Later that day, Charlotte's art teacher, Miss Burney, phones. After telling me how impressed she is with Charlotte, and how she thinks Char has a "...natural artistic flare", she seems hesitant (timid?), when I ask her if there's something wrong.

"Charlotte, well, she's - as you're well aware I hope - gifted. Ahead of her years."

I ask outright if Charlotte is being rude or aggressive or messing around in class or having any problems like she had at junior school, and Miss Burney says well no, but she can certainly be challenging. She then adds quickly: "Her latest drawings. I don't want you to take this the wrong way at all Mr Sykes, but - they've given me some call for concern."

"Really?" I ask. "What do you mean?"

"Well, have you seen them?"

"Seen what?"

"Her recent drawings."

"Ah, yes... I think so."

"You think so?"


The truth is I can't remember whether I've seen them or not. A flicker of pain stabs its way across my forehead.

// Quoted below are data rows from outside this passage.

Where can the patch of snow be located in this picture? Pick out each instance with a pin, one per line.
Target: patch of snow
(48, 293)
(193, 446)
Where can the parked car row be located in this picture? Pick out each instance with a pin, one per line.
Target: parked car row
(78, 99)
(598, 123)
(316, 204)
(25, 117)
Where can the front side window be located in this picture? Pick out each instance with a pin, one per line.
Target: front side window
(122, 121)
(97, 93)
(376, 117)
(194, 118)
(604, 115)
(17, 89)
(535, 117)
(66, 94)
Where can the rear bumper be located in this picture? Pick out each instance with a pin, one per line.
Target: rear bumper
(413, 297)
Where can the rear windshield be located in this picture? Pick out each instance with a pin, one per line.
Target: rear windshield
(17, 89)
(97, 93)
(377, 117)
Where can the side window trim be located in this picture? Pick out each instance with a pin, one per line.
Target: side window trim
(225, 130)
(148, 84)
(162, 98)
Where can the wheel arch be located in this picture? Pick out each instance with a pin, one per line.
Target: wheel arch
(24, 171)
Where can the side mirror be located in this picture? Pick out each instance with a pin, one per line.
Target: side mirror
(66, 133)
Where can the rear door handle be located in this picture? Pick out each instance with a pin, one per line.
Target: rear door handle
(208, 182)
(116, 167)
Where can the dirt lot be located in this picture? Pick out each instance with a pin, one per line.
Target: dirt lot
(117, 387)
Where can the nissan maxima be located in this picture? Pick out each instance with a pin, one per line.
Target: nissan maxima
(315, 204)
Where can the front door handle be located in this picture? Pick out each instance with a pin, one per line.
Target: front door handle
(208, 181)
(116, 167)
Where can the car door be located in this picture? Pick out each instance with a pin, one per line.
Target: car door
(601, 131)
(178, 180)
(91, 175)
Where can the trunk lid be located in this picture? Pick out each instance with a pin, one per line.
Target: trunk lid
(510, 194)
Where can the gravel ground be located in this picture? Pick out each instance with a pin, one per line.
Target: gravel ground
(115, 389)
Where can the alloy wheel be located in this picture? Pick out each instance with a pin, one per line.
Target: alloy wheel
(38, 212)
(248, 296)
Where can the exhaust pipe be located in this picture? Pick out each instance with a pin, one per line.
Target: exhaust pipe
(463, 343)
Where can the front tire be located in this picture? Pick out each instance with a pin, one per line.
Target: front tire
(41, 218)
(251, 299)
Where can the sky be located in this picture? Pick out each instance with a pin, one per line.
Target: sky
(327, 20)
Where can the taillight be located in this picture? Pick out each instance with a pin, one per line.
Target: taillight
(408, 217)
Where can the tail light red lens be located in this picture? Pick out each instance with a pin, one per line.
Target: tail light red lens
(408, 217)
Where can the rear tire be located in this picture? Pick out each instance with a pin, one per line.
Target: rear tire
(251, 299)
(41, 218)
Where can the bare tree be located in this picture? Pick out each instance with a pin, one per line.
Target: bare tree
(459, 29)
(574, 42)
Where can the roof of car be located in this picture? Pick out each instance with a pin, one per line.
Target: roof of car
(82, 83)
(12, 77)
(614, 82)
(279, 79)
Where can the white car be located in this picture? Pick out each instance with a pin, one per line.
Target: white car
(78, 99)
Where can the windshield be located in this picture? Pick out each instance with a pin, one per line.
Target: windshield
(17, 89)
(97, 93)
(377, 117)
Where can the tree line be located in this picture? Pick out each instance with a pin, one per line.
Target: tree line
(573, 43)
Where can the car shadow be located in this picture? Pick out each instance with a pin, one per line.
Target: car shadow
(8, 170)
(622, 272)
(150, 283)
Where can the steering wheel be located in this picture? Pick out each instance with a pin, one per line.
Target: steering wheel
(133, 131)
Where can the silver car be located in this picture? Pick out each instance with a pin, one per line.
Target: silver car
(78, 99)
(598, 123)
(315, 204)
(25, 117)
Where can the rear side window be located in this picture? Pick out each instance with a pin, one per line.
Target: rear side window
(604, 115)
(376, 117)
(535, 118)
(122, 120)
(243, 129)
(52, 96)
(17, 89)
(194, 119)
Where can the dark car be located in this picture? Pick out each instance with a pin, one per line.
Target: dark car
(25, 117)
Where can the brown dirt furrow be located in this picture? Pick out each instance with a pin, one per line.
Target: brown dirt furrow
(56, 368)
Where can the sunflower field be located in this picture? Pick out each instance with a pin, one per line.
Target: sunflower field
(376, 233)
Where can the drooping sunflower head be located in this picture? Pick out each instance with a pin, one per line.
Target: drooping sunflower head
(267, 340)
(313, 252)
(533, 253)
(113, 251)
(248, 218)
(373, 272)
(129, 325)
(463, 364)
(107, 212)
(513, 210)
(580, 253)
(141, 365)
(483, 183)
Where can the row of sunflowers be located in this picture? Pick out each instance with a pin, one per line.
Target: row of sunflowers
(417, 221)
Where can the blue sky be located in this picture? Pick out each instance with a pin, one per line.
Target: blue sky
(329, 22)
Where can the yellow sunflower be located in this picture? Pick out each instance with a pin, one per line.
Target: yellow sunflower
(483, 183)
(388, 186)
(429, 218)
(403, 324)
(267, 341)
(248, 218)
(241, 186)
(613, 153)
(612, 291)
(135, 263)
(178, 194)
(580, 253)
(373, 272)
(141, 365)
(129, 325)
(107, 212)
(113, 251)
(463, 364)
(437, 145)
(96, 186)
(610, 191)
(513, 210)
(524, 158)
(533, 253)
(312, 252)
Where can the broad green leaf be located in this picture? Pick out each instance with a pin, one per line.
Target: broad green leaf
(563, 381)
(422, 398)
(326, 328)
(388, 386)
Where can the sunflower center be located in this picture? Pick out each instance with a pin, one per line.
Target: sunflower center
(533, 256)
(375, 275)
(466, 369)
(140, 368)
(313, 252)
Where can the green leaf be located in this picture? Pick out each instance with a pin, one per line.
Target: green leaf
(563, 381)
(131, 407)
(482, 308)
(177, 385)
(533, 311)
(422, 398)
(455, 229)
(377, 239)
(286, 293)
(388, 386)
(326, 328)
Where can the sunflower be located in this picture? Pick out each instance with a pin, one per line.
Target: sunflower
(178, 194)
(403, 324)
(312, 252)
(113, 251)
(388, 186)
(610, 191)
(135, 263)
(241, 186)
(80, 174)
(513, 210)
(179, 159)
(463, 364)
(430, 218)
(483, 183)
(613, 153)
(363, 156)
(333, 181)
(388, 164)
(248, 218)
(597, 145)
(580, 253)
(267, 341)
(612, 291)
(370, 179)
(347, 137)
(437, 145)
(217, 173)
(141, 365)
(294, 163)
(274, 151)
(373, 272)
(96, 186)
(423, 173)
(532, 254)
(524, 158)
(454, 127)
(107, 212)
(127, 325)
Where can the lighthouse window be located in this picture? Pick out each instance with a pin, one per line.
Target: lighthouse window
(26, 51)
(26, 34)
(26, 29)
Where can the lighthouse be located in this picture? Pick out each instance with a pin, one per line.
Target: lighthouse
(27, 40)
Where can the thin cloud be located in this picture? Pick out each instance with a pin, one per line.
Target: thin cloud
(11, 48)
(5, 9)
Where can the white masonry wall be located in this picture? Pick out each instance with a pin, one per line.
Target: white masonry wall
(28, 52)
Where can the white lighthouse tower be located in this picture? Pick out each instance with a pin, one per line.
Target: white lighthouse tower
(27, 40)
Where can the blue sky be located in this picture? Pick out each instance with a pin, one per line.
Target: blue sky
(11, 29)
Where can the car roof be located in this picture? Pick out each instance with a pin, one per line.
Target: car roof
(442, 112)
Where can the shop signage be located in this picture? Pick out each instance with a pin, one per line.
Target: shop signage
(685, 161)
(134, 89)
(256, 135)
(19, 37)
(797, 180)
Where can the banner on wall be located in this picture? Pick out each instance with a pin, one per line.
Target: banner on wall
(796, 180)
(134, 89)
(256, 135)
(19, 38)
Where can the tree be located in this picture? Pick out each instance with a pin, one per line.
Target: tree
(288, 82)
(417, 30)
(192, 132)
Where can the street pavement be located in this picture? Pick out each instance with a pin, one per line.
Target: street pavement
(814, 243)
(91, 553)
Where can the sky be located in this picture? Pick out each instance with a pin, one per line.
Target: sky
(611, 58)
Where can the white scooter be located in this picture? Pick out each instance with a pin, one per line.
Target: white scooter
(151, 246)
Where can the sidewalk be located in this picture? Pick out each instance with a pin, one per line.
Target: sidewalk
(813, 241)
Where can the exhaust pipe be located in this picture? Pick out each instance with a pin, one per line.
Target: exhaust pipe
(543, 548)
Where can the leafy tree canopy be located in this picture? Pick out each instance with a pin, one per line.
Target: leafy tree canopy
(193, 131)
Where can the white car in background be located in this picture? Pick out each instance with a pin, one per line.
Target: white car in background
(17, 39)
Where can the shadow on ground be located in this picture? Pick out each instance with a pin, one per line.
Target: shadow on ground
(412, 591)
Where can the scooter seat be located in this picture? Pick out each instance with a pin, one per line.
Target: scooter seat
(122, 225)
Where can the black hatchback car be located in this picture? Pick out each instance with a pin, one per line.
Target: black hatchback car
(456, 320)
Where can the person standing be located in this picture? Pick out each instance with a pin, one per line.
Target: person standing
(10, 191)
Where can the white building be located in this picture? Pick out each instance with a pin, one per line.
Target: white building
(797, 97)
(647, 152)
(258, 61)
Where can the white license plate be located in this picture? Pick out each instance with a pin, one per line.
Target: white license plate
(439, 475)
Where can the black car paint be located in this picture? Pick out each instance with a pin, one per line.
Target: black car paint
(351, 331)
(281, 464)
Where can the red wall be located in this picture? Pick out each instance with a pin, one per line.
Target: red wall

I become acutely aware of the sound of a branch scratching against the window above the sink.

"I'm sorry Mrs Burney, I have to go."

"I'm sorry - what?"

"Charlotte's fine. Thank you for ringing."

I hang up the phone.


When Charlotte gets in from school she bombards me with a rush of questions about Aunt Mo: What was she like? How did she die? Why did she pass all this stuff onto you? Did she have any sisters? Why did she have all those bottles, was she into medicine?

I respond with murmurs and shrugs. "No idea, I don't know," I say, rubbing my forehead. "You said a few questions."

"That is a few questions."

"That's loads of questions."

"No it isn't. I just don't get it - how can you not know?"

"I just can't remember, Char. I really can't."

And that's the truth. I can't remember.

Charlotte stares at me for a few seconds like she's really trying to suss out whether I'm lying, then rolls her eyes and says I never know anything about anything when it comes to people and dates and family, but it's not like we have any close family anyway cos we're freaks, and that she's going to look all our ancestors up on the web and print out a massive Family Tree and figure it all out for herself. "If there is a Tree," she adds. "It'll be more like a Family Weed."

"Fine," I tell her.

"Fine, I'm doing it now," she says and flounces up off the settee and strides out of the room, not quite slamming the door.


Later, I find her asleep in her room, still in her school clothes, laptop open on a music video that's had 14 million likes. She has a string of tabs on the go: a number of Google searches for "Mo Sykes", a search for "why dads are so useless", a site titled "Ten Tips To Win at Chess", and some trendy looking boy's Facebook page.

As I close the laptop lid gently and lift the machine onto the bedside table, I swear I feel something whisper in my right ear: "Paaaaaawn...".